Key messages
- Delirium affects up to 50 per cent of older people in certain hospital settings.
- Older people with an existing cognitive impairment, such as dementia, experience higher rates of delirium so the care plan must address both conditions.
- Older people who experience delirium are at greater risk of functional and cognitive decline and other adverse outcomes.
- Delirium is often overlooked, not explored because clinicians think the patient has a pre-existing cognitive impairment, dismissed (“the patient is confused”) or poorly managed; this can have devastating outcomes for older patients and their families.
Studies have reported that:
- older patients in surgical, palliative care and intensive care settings experience the highest rates of delirium1
- patients may come to hospital with delirium or may develop delirium while in hospital2
- patients are frequently discharged from hospital with persisting symptoms of delirium3
- delirium is preventable in 30–40 per cent of cases3.
Older people who experience delirium are at greater risk of functional and cognitive decline, falls, hospital acquired infections, pressure injuries and incontinence. Delirium can cause longer lasting cognitive impairments in patients after surgery and may ‘lead to permanent cognitive decline and dementia in some patients’3. Delirium is also associated with higher mortality and morbidity, increased length of hospital stay and admission to residential care4,5.
Delirium can be caused by a range of factors
A range of factors affects an older person’s risk of developing delirium in hospital. Some factors are predisposing, that is they are related to characteristics of the person; some are precipitating, that is they are related to the person’s illness or the hospital environment.

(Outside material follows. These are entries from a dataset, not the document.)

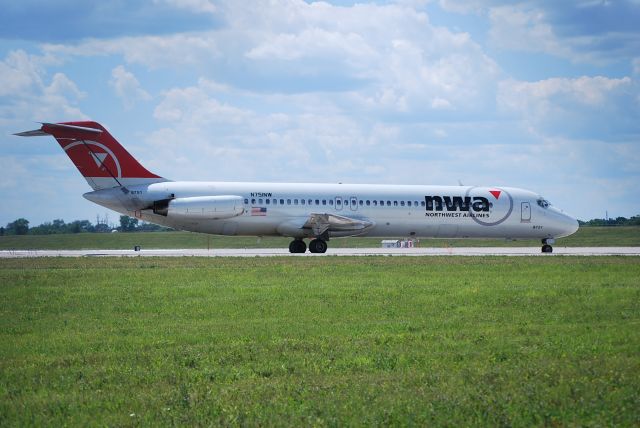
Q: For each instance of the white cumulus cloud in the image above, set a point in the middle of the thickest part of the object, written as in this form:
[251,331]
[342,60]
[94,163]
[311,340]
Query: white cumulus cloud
[127,87]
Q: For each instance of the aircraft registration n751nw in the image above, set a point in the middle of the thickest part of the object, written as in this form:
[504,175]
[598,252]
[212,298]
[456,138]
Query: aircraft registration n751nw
[302,210]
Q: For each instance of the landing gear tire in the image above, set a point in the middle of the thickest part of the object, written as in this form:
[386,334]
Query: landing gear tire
[297,246]
[317,246]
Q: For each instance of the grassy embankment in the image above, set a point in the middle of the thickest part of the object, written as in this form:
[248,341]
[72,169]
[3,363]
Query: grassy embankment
[586,236]
[320,341]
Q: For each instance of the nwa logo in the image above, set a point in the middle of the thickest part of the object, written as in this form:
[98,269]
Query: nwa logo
[457,203]
[478,208]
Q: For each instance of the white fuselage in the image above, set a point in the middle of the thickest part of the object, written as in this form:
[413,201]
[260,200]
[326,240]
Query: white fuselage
[389,210]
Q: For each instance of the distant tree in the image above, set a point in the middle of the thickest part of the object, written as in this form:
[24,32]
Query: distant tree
[18,227]
[128,224]
[102,228]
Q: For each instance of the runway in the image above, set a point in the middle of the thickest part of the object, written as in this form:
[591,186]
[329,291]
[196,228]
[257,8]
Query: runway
[283,252]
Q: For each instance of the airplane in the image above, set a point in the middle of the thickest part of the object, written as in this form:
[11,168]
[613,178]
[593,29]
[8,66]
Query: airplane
[301,211]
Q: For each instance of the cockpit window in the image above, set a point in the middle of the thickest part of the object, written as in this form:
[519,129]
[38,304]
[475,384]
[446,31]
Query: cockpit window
[543,203]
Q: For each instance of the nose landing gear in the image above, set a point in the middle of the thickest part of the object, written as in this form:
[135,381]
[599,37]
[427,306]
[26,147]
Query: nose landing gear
[546,245]
[318,246]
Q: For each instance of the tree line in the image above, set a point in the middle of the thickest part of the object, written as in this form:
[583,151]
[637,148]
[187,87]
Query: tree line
[58,226]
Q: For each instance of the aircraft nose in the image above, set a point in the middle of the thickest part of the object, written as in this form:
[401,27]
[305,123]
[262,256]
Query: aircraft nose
[569,225]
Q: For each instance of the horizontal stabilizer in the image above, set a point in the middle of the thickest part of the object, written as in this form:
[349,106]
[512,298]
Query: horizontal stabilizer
[48,128]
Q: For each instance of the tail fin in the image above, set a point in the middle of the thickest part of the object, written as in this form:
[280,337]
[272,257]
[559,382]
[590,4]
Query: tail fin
[102,161]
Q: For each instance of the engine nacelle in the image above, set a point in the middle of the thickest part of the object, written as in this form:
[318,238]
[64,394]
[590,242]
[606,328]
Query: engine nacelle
[201,207]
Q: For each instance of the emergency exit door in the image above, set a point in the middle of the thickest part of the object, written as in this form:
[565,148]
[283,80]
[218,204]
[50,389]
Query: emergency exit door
[525,216]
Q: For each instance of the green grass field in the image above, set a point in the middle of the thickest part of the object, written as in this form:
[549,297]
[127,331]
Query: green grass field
[586,236]
[320,341]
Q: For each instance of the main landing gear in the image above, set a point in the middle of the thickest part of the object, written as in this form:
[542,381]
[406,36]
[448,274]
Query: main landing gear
[546,245]
[315,246]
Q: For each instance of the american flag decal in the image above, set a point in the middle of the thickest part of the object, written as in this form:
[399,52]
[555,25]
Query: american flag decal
[258,211]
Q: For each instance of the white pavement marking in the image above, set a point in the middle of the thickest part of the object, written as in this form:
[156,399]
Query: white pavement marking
[269,252]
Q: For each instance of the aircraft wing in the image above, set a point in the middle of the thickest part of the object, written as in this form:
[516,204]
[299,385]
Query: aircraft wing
[320,223]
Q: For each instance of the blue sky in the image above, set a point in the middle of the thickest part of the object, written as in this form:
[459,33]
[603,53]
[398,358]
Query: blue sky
[542,95]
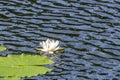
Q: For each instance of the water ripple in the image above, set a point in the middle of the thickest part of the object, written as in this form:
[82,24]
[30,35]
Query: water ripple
[88,29]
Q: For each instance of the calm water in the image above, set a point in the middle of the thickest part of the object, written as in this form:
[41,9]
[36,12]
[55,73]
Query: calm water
[88,29]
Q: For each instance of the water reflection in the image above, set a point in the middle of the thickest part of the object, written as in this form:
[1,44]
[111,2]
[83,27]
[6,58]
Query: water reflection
[88,29]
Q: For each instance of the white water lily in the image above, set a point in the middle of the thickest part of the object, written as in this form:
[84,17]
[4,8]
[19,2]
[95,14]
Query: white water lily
[49,46]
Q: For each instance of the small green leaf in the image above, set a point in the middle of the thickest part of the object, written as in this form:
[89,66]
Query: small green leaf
[2,48]
[23,65]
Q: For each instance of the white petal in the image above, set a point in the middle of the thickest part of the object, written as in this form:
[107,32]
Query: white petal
[57,48]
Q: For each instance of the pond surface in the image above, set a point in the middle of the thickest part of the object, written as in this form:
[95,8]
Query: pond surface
[89,30]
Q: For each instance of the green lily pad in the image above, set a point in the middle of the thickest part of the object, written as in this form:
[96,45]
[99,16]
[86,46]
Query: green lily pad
[23,65]
[2,48]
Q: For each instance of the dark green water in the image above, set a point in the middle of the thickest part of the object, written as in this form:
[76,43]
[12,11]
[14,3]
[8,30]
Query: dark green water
[88,29]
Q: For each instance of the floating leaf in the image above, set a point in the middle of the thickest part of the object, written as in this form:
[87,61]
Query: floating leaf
[2,48]
[23,65]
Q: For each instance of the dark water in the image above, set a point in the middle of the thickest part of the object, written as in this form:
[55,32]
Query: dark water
[88,29]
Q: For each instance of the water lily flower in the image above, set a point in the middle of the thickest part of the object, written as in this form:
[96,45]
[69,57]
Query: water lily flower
[49,46]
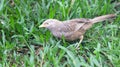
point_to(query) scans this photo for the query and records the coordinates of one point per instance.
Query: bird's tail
(102, 18)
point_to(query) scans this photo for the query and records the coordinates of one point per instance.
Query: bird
(72, 29)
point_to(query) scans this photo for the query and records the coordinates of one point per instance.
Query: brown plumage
(72, 29)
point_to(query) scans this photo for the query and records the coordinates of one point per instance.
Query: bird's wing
(73, 25)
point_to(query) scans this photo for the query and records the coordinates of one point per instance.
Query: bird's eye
(46, 23)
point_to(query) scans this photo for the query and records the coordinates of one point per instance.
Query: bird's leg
(81, 38)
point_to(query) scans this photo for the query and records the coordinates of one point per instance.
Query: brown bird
(72, 29)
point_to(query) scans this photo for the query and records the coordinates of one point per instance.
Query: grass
(23, 44)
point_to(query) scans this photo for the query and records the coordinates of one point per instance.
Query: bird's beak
(42, 26)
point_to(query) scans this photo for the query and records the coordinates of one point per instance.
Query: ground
(23, 44)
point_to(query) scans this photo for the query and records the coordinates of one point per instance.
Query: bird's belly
(70, 36)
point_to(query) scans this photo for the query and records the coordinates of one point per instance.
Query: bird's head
(50, 23)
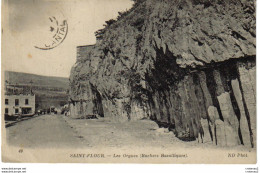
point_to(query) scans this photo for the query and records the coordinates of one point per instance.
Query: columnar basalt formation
(188, 65)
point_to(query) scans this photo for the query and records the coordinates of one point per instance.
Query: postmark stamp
(57, 33)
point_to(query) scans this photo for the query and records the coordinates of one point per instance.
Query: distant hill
(49, 91)
(38, 80)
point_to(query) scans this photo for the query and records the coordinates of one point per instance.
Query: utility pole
(31, 82)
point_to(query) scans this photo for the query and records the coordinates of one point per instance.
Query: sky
(26, 24)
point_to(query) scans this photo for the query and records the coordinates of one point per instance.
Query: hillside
(49, 91)
(25, 78)
(189, 65)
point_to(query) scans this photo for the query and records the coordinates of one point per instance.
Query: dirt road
(60, 131)
(43, 131)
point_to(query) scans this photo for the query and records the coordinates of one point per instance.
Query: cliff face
(188, 65)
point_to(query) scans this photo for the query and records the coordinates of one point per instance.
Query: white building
(20, 104)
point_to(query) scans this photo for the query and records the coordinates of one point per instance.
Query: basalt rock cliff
(189, 65)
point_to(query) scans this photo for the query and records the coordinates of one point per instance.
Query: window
(16, 102)
(6, 101)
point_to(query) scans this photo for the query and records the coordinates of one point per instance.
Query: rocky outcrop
(188, 65)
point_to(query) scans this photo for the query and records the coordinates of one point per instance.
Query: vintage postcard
(129, 81)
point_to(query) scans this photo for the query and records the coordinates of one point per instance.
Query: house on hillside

Delirium involves an interaction between the patient’s predisposing vulnerabilities, which puts them at greater risk when faced with precipitating factors.
Risk factors for delirium
Predisposing factors – related to the person | Precipitating factors – related to the illness or environment |
---|---|
Dementia or cognitive impairment Older age (age 75 and older) Functional impairment (mobility and decreased activities of daily living) Visual or hearing impairment Comorbidity* Severe illness History or previous episode of delirium Depression History of transient ischaemia or stroke Alcohol misuse Renal impairment Malnutrition or dehydration Frailty | Medications – polypharmacy, psychoactive drugs, sedatives or hypnotics (high risk) Use of an indwelling catheter Physiological [electrolyte disturbances] (increased serum urea or BUN:creatinine ratio**; abnormal serum albumin, sodium, glucose or potassium; metabolic acidosis) Infection (especially chest and urinary) Use of physical restraint Hospitalisation/length of stay Any iatrogenic event Surgery (aortic aneurysm, non-cardiac thoracic, neurosurgery) Trauma or urgent admission Coma Malnutrition or dehydration Constipation Hypoxia Alcohol withdrawal Uncontrolled pain Neurological insults Sleep deprivation Organ failure |
Notes:
* Comorbidity can be measured using the Charlson Comorbidity Index.

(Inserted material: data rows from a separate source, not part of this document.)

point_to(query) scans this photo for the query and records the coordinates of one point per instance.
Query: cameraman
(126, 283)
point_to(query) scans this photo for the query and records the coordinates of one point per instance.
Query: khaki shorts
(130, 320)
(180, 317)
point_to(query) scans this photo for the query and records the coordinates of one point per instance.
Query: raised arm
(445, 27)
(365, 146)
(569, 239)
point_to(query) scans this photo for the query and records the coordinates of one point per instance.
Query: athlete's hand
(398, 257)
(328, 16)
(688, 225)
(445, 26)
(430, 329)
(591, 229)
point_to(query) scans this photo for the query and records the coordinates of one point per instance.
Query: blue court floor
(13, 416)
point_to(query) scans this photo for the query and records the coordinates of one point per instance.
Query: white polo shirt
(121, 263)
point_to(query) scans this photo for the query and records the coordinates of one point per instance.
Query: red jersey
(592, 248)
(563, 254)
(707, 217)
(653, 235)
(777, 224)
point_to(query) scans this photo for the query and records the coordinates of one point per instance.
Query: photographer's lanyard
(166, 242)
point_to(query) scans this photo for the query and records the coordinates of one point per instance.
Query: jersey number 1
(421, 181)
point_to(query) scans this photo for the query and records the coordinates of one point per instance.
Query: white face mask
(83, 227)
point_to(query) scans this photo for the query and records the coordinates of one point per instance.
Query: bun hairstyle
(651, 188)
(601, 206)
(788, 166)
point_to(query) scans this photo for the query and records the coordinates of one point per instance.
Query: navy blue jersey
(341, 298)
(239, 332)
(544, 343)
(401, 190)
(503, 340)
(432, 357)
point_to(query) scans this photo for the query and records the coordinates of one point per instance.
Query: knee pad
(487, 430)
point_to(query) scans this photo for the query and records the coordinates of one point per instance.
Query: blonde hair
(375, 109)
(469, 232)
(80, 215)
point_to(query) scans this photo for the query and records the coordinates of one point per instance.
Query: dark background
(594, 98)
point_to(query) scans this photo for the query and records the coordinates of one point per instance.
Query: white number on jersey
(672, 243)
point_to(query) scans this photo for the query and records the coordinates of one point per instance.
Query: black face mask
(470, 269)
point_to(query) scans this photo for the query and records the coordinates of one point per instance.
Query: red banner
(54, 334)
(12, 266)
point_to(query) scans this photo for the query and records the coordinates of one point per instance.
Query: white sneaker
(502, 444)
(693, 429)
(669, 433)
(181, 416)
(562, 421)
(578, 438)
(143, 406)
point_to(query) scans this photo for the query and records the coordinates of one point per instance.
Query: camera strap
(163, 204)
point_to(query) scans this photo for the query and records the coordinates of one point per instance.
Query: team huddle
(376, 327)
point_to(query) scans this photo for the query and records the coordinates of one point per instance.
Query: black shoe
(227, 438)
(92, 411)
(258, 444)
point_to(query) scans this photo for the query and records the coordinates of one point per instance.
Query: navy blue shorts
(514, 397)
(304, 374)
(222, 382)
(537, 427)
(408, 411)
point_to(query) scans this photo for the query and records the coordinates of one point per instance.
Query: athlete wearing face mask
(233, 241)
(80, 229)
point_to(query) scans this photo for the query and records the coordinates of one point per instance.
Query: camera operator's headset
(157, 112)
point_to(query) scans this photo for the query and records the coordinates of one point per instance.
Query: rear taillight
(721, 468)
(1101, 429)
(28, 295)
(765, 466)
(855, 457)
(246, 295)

** BUN:creatinine ratio is the ratio of blood urea nitrogen (BUN) to serum creatinine and is used to determine acute kidney problems or dehydration. In Australia, it is referred to as urea:creatinine ratio.

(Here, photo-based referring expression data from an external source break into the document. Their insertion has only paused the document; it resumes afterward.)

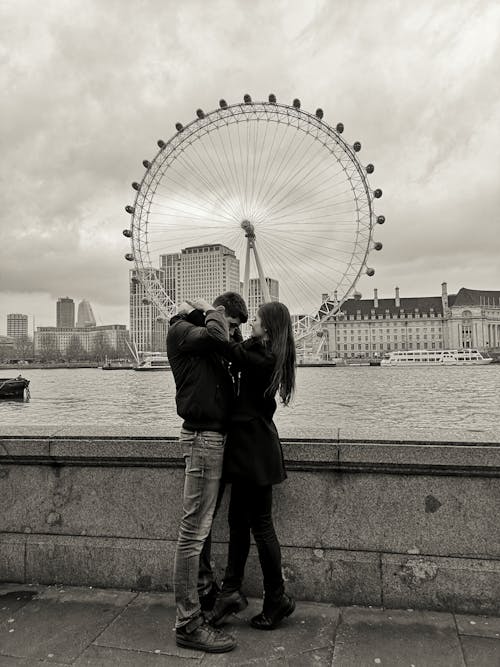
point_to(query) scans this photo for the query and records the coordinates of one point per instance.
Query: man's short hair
(234, 305)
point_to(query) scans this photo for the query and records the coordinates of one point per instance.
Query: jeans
(203, 454)
(250, 509)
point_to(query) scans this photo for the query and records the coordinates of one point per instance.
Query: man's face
(233, 323)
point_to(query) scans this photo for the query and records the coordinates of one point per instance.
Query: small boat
(465, 357)
(152, 361)
(14, 388)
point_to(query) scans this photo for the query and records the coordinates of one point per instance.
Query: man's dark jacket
(204, 387)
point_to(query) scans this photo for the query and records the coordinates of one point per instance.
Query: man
(204, 398)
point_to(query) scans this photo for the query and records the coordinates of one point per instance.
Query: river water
(357, 400)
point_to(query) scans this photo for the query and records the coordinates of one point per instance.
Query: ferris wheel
(275, 185)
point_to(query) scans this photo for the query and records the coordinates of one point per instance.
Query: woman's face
(257, 328)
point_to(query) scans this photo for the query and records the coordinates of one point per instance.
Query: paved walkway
(42, 625)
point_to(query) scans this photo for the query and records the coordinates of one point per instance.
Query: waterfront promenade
(88, 627)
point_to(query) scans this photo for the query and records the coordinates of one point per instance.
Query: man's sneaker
(207, 600)
(225, 605)
(204, 638)
(271, 618)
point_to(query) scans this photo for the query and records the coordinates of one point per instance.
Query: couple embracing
(225, 393)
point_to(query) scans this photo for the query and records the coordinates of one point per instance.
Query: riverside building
(17, 325)
(368, 328)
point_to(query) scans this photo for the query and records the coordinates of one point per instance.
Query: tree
(75, 350)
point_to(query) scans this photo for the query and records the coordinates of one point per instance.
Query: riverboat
(14, 388)
(465, 357)
(152, 361)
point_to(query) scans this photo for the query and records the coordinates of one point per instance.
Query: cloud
(90, 87)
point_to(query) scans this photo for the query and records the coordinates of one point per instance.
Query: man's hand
(185, 308)
(200, 304)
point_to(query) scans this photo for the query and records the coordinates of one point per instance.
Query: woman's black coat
(253, 450)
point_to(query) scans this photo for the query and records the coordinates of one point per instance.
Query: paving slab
(148, 624)
(481, 651)
(59, 624)
(305, 638)
(102, 656)
(13, 597)
(396, 638)
(480, 626)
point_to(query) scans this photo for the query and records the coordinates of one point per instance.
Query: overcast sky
(90, 85)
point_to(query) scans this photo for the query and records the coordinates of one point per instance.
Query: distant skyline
(90, 87)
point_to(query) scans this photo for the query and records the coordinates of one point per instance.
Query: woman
(253, 462)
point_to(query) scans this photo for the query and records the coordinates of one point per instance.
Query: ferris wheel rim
(239, 113)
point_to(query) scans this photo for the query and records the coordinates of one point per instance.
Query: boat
(14, 388)
(465, 357)
(152, 361)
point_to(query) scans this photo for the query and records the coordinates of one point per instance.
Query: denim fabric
(250, 509)
(203, 453)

1. Inouye, S.K., R.G.J. Westendorp, and J.S. Sacznski, Delirium in elderly people. The Lancet, 2014. 383: p. 911-922.
2. Travers, C., et al. Delirium in Australian Hospitals: A Prospective Study. Current Gerontology and Geriatics Research, 2013. 2013, 8.
3. Cole, M.G., Persistent delirium in older hospital patients. Curr Opin Psychiatry, 2010. 23(3): p. 250-254
4. Inouye, S., et al., Does delirium contribute to poor hospital outcomes? A three-site epidemiologic study. Journal of General Internal Medicine, 1998. 13(4): p. 234-42.
5. Wass, S., P.J. Webster, and R.N. Balakrishnan, Delirium in the elderly: a review. Oman Medical Journal, 2008. 23(3): p. 150-157.